Gerechtshof Amsterdam

Datum uitspraak
29 mei 2007
Publicatiedatum
5 april 2013
Zaaknummer
02/3734
Instantie
Gerechtshof Amsterdam
Type
Uitspraak
Rechtsgebied
Bestuursrecht; Belastingrecht
Procedures
  • Eerste aanleg - meervoudig
Vindplaatsen
  • Rechtspraak.nl
AI samenvatting door LexboostAutomatisch gegenereerd

Terugbetaling van douanerechten na vergissing van belanghebbende

In deze zaak heeft het Gerechtshof Amsterdam op 29 mei 2007 uitspraak gedaan over een verzoek tot terugbetaling van douanerechten door belanghebbende, een besloten vennootschap met beperkte aansprakelijkheid, die niet op de hoogte was van de mogelijkheid om te kiezen voor bepaalde heffingsregels. De Douanekamer oordeelde dat er sprake was van een vergissing van belanghebbende, aangezien zij niet op de hoogte was van de verschillende opties die beschikbaar waren voor de heffingsregels. Dit oordeel is gebaseerd op een arrest van het Hof van Justitie van 5 oktober 2006, waarin werd vastgesteld dat de nationale douaneautoriteiten niet verplicht zijn om heffingsregels toe te passen als de belanghebbende daar niet expliciet om heeft verzocht.

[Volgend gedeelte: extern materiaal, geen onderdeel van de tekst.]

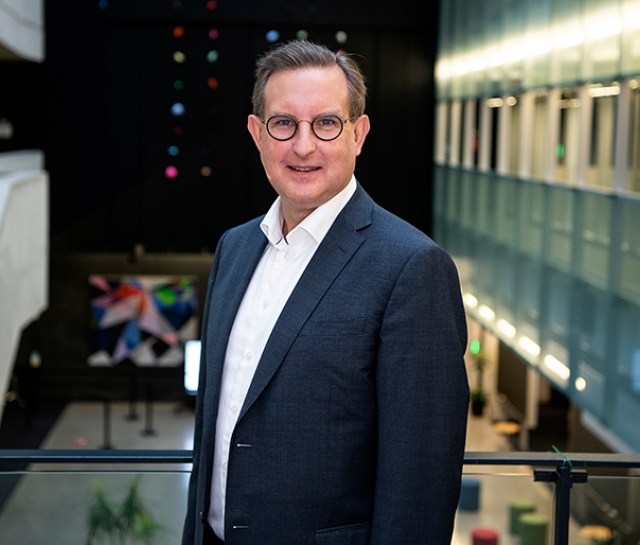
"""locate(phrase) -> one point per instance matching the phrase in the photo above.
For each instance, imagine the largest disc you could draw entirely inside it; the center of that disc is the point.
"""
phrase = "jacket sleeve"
(423, 397)
(192, 520)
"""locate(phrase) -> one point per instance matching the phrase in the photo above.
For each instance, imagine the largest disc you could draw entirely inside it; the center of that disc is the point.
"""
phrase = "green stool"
(533, 529)
(518, 507)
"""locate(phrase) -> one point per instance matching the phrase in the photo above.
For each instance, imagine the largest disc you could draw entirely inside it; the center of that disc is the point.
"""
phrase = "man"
(333, 397)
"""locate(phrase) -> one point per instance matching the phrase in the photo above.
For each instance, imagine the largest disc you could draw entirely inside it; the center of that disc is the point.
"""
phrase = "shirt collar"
(317, 224)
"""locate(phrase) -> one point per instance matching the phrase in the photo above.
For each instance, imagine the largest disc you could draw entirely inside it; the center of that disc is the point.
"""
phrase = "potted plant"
(478, 395)
(129, 522)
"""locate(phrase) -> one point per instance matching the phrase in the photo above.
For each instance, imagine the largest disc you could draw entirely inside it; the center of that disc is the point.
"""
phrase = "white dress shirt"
(275, 277)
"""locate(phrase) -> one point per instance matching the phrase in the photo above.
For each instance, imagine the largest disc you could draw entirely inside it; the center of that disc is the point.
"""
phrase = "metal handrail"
(562, 469)
(144, 456)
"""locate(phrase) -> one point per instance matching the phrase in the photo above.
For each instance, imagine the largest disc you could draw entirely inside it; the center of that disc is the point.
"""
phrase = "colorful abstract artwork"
(143, 319)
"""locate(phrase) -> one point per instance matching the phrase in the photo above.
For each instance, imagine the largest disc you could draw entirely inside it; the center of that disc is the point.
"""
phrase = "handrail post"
(561, 505)
(563, 476)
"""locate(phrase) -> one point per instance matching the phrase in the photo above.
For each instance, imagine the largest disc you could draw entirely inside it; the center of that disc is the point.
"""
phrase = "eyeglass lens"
(326, 127)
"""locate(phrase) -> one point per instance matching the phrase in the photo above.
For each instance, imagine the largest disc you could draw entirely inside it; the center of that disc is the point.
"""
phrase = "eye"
(282, 122)
(327, 122)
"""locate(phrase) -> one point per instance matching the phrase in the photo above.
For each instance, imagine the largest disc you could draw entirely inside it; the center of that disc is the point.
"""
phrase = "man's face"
(306, 171)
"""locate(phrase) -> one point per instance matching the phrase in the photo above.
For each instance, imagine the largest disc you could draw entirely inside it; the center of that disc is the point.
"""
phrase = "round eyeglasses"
(325, 127)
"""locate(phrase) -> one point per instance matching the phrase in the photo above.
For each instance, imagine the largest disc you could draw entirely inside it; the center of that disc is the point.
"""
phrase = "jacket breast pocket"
(353, 534)
(333, 328)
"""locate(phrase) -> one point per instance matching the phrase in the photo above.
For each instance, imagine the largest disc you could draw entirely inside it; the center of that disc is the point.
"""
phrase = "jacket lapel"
(335, 251)
(225, 303)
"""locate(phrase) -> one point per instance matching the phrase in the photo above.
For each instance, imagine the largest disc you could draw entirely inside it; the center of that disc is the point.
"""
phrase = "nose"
(304, 141)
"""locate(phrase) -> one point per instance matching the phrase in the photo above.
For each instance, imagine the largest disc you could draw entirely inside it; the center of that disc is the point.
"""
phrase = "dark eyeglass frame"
(297, 123)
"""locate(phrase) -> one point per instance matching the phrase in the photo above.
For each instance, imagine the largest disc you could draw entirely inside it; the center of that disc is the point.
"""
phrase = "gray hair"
(299, 54)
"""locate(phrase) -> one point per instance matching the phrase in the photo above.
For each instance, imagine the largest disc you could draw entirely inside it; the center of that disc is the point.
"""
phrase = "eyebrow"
(337, 114)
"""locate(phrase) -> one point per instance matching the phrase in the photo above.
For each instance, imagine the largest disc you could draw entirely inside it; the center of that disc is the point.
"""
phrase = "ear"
(255, 127)
(361, 129)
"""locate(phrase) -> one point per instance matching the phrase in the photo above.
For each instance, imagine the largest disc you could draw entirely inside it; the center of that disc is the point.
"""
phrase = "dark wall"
(109, 80)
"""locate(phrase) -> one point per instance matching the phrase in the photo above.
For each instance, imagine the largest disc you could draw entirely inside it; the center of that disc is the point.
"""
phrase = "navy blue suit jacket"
(352, 432)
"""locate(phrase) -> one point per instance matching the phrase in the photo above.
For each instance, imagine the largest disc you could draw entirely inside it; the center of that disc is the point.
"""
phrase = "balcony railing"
(56, 489)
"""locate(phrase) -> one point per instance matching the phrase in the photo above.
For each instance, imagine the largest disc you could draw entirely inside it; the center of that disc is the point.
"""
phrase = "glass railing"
(139, 496)
(554, 272)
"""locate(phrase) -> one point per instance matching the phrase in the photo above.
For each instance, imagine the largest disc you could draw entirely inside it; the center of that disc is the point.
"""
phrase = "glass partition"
(60, 507)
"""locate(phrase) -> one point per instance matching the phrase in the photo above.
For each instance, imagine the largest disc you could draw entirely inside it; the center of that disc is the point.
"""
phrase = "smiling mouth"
(304, 169)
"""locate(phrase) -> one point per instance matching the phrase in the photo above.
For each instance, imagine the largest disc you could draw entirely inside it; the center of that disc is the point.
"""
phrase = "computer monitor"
(191, 366)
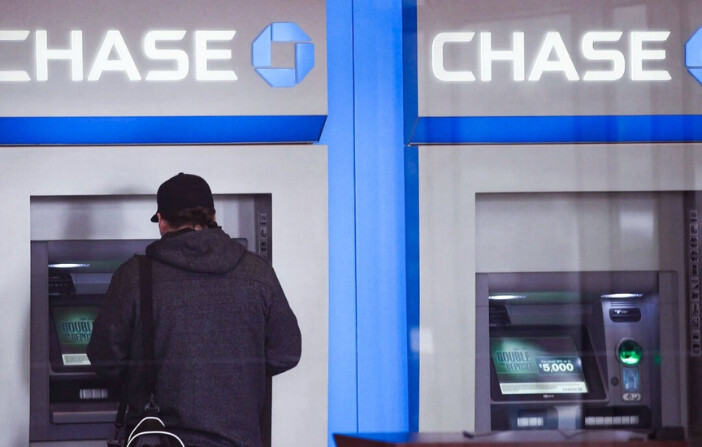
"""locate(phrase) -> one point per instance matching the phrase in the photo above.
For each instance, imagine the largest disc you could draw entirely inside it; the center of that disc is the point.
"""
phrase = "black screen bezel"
(590, 368)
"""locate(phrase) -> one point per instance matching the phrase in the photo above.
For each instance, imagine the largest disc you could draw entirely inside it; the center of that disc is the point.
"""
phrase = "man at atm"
(222, 324)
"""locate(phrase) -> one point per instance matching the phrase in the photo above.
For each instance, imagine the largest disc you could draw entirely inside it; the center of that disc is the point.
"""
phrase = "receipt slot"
(580, 350)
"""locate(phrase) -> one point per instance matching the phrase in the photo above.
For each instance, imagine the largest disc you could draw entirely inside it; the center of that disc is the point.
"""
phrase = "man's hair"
(200, 216)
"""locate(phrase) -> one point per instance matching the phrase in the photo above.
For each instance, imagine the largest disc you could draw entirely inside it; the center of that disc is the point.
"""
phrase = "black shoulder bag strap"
(147, 328)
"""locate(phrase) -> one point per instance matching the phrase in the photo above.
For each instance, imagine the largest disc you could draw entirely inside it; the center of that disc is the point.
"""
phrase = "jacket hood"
(210, 250)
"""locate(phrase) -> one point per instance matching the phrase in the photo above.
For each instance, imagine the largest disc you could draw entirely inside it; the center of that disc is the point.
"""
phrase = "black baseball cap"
(182, 192)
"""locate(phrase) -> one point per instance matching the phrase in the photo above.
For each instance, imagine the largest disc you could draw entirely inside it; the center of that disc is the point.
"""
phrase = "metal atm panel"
(575, 350)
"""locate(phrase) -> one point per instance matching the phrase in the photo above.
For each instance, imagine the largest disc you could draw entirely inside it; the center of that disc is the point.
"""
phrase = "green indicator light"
(630, 352)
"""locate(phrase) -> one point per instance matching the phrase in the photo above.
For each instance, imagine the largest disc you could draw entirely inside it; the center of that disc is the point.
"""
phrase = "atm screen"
(537, 365)
(74, 325)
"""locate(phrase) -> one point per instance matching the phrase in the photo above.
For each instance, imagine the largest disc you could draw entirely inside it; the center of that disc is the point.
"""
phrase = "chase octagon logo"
(262, 54)
(693, 55)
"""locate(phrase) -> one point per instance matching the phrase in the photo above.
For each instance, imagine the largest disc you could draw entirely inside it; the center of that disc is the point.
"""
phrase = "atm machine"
(577, 350)
(68, 400)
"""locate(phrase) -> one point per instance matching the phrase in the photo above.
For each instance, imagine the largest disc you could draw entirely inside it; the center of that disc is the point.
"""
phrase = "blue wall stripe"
(160, 130)
(339, 136)
(557, 129)
(411, 170)
(381, 309)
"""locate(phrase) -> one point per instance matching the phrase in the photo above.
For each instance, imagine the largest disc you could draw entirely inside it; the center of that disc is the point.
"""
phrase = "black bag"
(150, 431)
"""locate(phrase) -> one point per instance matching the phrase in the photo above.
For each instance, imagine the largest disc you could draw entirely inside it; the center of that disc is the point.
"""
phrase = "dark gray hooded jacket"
(221, 324)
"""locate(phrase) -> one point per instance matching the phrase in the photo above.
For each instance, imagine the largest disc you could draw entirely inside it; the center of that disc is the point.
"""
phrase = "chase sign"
(693, 55)
(260, 62)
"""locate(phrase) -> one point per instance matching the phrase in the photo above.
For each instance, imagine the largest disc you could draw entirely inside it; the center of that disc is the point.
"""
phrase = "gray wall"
(557, 208)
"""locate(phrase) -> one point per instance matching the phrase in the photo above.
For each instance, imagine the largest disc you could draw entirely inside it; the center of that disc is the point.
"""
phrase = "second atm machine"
(578, 350)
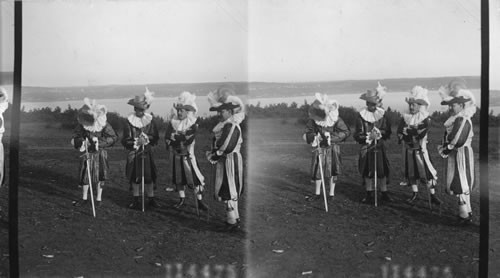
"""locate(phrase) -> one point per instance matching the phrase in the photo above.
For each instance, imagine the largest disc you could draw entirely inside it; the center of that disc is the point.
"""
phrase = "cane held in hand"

De procedure werd ingeleid door een beroepschrift van belanghebbende tegen de uitspraak van de inspecteur van de Belastingdienst/Douane. De Douanekamer heeft vastgesteld dat de voorwaarden voor terugbetaling op grond van artikel 236 van het Communautair Douanewetboek zijn voldaan, omdat er geen sprake was van frauduleuze handelingen en het verzoek tijdig was ingediend. De inspecteur had betoogd dat er geen vergissing was, maar de Douanekamer concludeerde dat de onwetendheid van belanghebbende over de heffingsregels leidde tot een onbedoeld verzuim.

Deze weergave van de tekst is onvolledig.